Macfarlan was studying abroad in South Africa at the time of the tragedy where he was forced to rely mainly on the news for updates.
"My buddy said there had been an incident in the dorms," Macfarlan said. "All the Tech people decided to go to dinner together, and that's when we found out there was a mass murder. It was good for us to be together, to go through it. I remember sitting at the dinner table and people just leaving to talk to their friends."
Becky Wiggins, now a senior at Tech, was participating in a co-op work-study program in Charlottesville, Virginia, at the time of the tragedy. That night, Wiggins attended a candlelight vigil at the University of Virginia.
"It was incredibly difficult [being away]," Wiggins said. "I didn't have anyone to relate to for weeks. When I came back, it felt so good to see my friends and family and be able to hang out with them."

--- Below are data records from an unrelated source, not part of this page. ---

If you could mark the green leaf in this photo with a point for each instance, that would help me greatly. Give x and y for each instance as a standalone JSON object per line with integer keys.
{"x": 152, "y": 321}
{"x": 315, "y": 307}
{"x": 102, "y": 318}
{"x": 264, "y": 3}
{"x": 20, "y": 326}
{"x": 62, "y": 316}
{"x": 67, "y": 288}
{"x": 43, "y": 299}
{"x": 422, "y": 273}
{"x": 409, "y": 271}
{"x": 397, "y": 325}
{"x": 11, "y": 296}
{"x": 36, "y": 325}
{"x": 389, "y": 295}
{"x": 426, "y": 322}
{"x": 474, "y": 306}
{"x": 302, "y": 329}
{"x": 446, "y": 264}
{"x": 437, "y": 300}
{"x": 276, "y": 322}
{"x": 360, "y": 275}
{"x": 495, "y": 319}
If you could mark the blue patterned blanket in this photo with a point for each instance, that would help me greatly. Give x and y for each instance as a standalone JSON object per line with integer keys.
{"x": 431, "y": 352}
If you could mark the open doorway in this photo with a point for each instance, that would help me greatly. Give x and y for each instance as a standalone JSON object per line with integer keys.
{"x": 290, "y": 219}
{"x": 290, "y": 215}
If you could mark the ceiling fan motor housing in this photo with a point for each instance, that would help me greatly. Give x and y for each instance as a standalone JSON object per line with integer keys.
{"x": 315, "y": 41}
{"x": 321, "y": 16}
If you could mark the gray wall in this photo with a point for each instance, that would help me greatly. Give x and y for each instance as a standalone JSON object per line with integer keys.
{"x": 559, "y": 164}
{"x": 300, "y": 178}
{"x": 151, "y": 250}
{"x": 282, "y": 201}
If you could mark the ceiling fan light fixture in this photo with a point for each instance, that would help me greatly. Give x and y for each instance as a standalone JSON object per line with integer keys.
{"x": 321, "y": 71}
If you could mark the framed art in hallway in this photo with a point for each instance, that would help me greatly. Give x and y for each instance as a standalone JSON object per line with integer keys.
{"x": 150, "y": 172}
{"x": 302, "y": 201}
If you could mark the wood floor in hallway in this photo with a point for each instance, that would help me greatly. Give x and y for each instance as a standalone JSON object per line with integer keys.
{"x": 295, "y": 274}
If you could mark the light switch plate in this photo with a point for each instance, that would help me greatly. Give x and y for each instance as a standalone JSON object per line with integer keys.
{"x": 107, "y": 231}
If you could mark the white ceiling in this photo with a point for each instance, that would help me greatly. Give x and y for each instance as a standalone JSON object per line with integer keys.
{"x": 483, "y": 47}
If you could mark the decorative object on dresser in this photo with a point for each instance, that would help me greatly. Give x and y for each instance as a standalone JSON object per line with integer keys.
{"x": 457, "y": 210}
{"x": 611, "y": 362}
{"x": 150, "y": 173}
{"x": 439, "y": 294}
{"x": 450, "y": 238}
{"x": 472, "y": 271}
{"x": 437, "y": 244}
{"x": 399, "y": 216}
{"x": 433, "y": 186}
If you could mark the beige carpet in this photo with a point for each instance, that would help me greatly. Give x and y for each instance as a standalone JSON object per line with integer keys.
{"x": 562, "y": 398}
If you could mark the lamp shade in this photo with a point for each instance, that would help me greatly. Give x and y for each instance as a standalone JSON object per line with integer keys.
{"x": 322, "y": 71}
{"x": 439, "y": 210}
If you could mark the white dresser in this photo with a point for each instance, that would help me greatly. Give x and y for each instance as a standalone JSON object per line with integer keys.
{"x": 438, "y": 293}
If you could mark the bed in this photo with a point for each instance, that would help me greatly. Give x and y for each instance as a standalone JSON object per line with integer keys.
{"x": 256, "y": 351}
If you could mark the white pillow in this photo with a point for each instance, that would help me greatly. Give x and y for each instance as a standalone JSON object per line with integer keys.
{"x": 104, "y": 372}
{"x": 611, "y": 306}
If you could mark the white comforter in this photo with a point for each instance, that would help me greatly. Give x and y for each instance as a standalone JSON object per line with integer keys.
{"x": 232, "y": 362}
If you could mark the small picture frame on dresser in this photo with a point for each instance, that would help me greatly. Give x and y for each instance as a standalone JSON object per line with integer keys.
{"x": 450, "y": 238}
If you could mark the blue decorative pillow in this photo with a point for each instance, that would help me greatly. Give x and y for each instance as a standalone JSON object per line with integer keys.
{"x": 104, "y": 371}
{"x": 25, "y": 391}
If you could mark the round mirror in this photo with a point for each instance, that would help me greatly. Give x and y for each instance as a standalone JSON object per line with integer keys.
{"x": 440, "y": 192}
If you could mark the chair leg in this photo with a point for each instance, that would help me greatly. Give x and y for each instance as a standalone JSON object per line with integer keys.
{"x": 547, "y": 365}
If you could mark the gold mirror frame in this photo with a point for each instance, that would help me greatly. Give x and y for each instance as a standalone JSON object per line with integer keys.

And students say they have a stronger sense of what it means to be a Hokie, the school mascot, embracing the school motto of "Ut Prosim," which means "that I may serve."
Among other projects, VT Engage, a campus-wide community service initiative was established following the shootings. They dedicated 300,000 service hours during the past year to the memory of the victims.
Rebekah Miller, a sophomore human nutrition, foods and exercise major, was in class at the time of the shooting. Though she says being a Tech student carries a heavy weight, Miller says she is hopeful about the future.
"When something like during April [the shooting] happens -- I know that it's a really strong community and nothing is going to tear it down," she said.
Miller said she feels "proud to be at Virginia Tech, no matter what happens."
A memorial with 32 stones representing 32 victims overlooks the campus Drillfield, where a similar makeshift memorial was originally constructed within days of the shooting. Each stone is etched with the name of a person killed in the shooting.
The stone dedicated to Leslie Sherman, a junior, is decorated with 21st birthday wishes. Ross Alameddine's shrine relays his favorite quote: "Honesty and straightforwardness in strangers is a rarity; Treasure those who truly exemplify these traits, because you may never again meet another who does."
In the center of the memorial it reads, "We will prevail ~ We are Virginia Tech."
The memorial is about 100 yards from Norris Hall, where mentally ill student Seung-Hui Cho killed himself and most of his victims on April 16, 2007. Norris Hall will soon become a Center for Peace Studies and Violence Prevention.